To show-off the results of this impressive tech, Sony displayed a highlight reel of mostly handheld images shot with the camera, including gorgeous stills of a whale breaching, a bird in flight, a racecar speeding down a course, and a surfer gliding across a wave -- all with their subjects perfectly in focus.
And though I had to settle for snapping a few shots of journalists standing around instead of a majestic bird soaring through the air -- and we weren't even allowed to keep those to share -- my brief time with the RX10 IV did highlight some of the features that should enable similarly impressive pictures in the field.
Panning the camera around while lightly holding down the capture button revealed a series of green AF points dancing across the screen, showing off the unit's focusing tech in action. Snapping a few single pictures and multiple burst fire shots yielded very quick response, especially the impressive 24fps continuous shooting mode (up to 249 shots, technically allowing users to create unique 10-second 20-megapixel video clips). In addition, I could also change the AF window to concentrate on the center of the frame or a wider area. And while I couldn't examine the resulting pictures in great detail (the LCD screen can only show so much), my subjects always looked to be in focus.

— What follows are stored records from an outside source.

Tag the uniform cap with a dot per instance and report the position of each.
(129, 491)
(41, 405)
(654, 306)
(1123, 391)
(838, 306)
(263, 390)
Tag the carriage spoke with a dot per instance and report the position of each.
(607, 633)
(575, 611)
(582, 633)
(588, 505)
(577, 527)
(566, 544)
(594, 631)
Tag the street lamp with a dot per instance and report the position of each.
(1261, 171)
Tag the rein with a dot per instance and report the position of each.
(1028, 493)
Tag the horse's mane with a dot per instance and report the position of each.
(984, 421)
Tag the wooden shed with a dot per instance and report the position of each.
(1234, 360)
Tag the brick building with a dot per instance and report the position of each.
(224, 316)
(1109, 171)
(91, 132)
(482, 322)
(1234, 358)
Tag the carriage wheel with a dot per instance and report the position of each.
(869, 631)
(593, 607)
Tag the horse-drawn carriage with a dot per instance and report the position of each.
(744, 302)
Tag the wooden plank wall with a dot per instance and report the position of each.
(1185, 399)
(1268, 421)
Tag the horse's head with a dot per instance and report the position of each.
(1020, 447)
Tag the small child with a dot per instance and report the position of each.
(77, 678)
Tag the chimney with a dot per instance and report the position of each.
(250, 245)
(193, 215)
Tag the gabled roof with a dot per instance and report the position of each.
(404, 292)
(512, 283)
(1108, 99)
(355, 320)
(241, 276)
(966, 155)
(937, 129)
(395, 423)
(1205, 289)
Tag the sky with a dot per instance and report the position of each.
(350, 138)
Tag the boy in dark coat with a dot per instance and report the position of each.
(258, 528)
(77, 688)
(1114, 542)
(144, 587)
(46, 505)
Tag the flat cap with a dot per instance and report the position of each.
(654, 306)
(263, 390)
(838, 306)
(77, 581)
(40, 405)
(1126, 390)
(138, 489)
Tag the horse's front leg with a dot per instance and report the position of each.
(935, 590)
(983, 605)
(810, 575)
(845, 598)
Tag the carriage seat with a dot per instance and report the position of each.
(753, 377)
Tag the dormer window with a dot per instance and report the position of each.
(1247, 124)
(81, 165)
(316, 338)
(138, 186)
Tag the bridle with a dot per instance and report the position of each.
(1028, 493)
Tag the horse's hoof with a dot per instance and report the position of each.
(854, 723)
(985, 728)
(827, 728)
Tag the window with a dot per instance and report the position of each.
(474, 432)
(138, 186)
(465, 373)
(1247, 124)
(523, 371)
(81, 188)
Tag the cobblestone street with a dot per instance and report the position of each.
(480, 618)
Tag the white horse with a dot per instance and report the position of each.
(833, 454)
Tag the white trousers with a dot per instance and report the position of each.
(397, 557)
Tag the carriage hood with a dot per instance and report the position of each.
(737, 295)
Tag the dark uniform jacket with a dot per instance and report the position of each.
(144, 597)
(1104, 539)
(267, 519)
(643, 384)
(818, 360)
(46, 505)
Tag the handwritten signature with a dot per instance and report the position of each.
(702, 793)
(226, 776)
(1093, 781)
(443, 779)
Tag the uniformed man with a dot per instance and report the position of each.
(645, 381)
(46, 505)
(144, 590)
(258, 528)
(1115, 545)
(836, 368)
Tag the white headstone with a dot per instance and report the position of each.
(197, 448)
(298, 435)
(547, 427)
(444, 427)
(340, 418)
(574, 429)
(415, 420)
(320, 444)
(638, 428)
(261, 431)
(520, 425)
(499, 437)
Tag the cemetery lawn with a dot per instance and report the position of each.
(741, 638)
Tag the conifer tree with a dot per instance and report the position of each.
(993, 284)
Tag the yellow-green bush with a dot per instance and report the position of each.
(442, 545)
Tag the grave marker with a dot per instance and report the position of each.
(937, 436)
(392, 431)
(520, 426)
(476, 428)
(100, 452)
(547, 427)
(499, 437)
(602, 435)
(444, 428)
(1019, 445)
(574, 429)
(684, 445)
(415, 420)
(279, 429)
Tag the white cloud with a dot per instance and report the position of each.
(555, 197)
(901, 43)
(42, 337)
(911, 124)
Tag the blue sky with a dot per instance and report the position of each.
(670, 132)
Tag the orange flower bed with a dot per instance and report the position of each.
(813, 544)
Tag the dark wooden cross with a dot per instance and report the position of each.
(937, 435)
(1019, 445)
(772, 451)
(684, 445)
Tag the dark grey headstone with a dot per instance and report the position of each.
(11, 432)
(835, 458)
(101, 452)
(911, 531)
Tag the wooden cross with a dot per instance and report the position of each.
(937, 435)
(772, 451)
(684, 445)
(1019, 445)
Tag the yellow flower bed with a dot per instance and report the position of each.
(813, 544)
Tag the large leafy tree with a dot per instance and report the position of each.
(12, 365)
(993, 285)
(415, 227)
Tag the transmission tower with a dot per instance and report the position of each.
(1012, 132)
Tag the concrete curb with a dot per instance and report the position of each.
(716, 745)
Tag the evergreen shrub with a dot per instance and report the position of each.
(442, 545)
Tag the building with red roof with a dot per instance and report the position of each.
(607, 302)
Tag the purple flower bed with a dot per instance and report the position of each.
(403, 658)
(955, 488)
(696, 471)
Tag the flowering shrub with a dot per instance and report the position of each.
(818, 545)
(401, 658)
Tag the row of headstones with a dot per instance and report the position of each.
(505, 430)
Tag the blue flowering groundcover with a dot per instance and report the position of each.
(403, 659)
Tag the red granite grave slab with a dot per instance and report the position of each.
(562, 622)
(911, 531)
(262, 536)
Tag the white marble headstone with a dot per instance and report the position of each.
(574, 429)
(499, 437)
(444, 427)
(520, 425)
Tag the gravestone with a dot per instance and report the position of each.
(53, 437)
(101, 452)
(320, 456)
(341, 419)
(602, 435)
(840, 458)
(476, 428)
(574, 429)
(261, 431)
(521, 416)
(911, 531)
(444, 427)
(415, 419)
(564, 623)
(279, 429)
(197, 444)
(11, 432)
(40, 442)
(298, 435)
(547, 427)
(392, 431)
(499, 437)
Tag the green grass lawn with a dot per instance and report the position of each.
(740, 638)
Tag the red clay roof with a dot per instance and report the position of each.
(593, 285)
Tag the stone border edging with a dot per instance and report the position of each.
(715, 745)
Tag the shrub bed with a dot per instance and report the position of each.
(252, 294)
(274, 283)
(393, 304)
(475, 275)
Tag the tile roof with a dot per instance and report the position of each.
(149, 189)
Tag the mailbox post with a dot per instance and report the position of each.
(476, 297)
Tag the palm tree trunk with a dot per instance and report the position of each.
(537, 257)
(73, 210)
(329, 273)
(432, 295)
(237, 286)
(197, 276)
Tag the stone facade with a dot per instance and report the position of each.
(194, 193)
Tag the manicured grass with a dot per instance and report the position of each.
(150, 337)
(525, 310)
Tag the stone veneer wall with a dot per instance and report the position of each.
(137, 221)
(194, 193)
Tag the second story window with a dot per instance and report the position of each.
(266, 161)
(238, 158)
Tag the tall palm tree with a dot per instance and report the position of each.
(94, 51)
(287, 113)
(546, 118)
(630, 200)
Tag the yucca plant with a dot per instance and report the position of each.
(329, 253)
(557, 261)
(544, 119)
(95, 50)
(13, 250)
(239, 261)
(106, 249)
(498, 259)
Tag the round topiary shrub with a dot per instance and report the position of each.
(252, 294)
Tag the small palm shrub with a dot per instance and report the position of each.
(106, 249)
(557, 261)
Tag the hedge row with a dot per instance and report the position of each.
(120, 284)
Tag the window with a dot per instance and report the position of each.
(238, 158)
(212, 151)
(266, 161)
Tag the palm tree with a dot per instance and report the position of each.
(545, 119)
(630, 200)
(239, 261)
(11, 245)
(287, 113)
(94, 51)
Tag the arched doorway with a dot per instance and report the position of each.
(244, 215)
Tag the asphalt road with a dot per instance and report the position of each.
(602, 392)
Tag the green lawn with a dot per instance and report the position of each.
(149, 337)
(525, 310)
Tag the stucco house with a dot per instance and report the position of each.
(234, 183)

Likewise, the camera did a great job of automatically shifting focus from a pen in the foreground to another camera in the background once I removed the pen from the frame -- though I had to manually lift up and then hold down again on the capture button to refocus on the pen if I brought it back into the foreground.
I also sampled the unit's HD video recording mode (4K in 24p and 30p is also possible but the demo unit didn't have the right memory card to support the feature), and the fun HFR (high frame rate) mode for capturing short super slow motion clips. This latter feature allows users to capture 4 to 7-second videos (depending on quality) at 960fps, 480fps, or 240 fps frame rates for 60p, 30p, or 24p playback to create slow motion. For testing purposes, I opted for the most dramatic mode, recording my hand waving around at 960 fps. Though the unit takes a moment to buffer and process the resulting clip and HFR is limited to HD resolutions, the effect is still pretty cool.
Again, my time with the camera was fairly limited and the mundane setting wasn't the most exciting for picture-taking, but the demo definitely left a positive impression and I didn't run into any notable quarks.
PRICING & AVAILABILITY
The Sony Cyber-shot RX10 IV is set to start shipping in October for $1,700.